Minor elements are commonly present in the raw lead materials that are used to manufacture lead/acid batteries. Although certain of these elements are known to exert, individually, a marked influence on the gassing characteristics during charging, less is understood of their collective effects. As the first stage in an experimental campaign to obtain such information, the evolution of hydrogen and oxygen has been examined on both bare (grid) and doped/pasted electrodes. With the latter electrodes, different dopants (Ag, Bi, Cd, Cr, Ni, Sb, Se, Sn, Zn) have been introduced at a level of 0.1 wt.%. The subsequent gassing rates have been determined by application of either a potential-scan or a potential-step procedure. The latter has been conducted together with gas collection. The hydrogen-evolution characteristics on bare electrodes are dependent on the chosen lead alloy. The rate increases in the order: Pb < Pb-0.09Ca < Pb-0.07Bi < Pb-0.09Ca-0.4Sn < Pb-0.09Ca-0.3Sn < Pb-0.09Ca-0.7Sn < Pb-2.2Sb < Pb-1.7Sb < Pb-5.7Sb. By comparison, the oxygen-gassing rate does not exhibit such a clear relationship with alloy composition. In general, oxygen evolution above 1.7 V increases in the order: Pb < Pb-0.09Ca-0.3Sn < Pb-2.2Sb < Pb-0.09Ca almost-equal-to Pb-5.7Sb < Pb-0.09Ca-0.7Sn < Pb-0.07Bi < Pb-0.09Ca-0.4Sn < Pb-1.7Sb. The Pb-0.09Ca-0.4Sn and Pb-1.7Sb electrodes exhibit abnormal hydrogen- and oxygen-evolution rates. This is probably due to the fact that these two alloys were made by a different manufacturer. The degree of hydrogen evolution on untreated and doped negative-material (pasted) electrodes can be classified in terms of a low, a medium, or a high rate. For elements that give a low rate, gassing increases in the order: Ag < Zn < untreated < Cd < Bi almost-equal-to Cr.
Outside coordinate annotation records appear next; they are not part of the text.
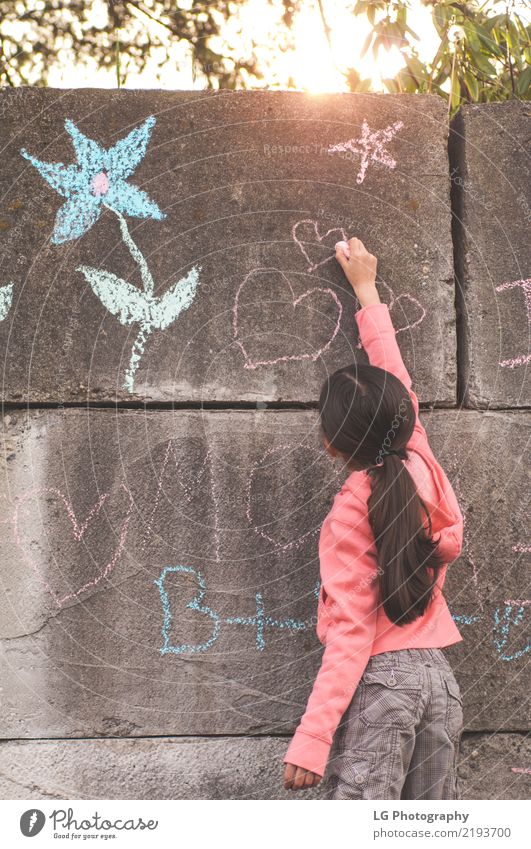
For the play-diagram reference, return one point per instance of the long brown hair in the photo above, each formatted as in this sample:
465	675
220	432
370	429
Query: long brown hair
367	416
The Sn- and Se-doped electrodes exhibit a medium evolution rate. Finally, Sb- and Ni-doped electrodes display the highest rate of hydrogen evolution; of these, nickel exerts the stronger effect. All the dopants enhance oxygen evolution. The gassing rate increases in the order: untreated almost-equal-to Cd < Se < Sn < Bi almost-equal-to Cr < Ni almost-equal-to Zn < Sb < Ag. The hydrogen- and oxygen-gassing behaviour of the doped electrodes is discussed in terms of the operating characteristics of valve-regulated batteries.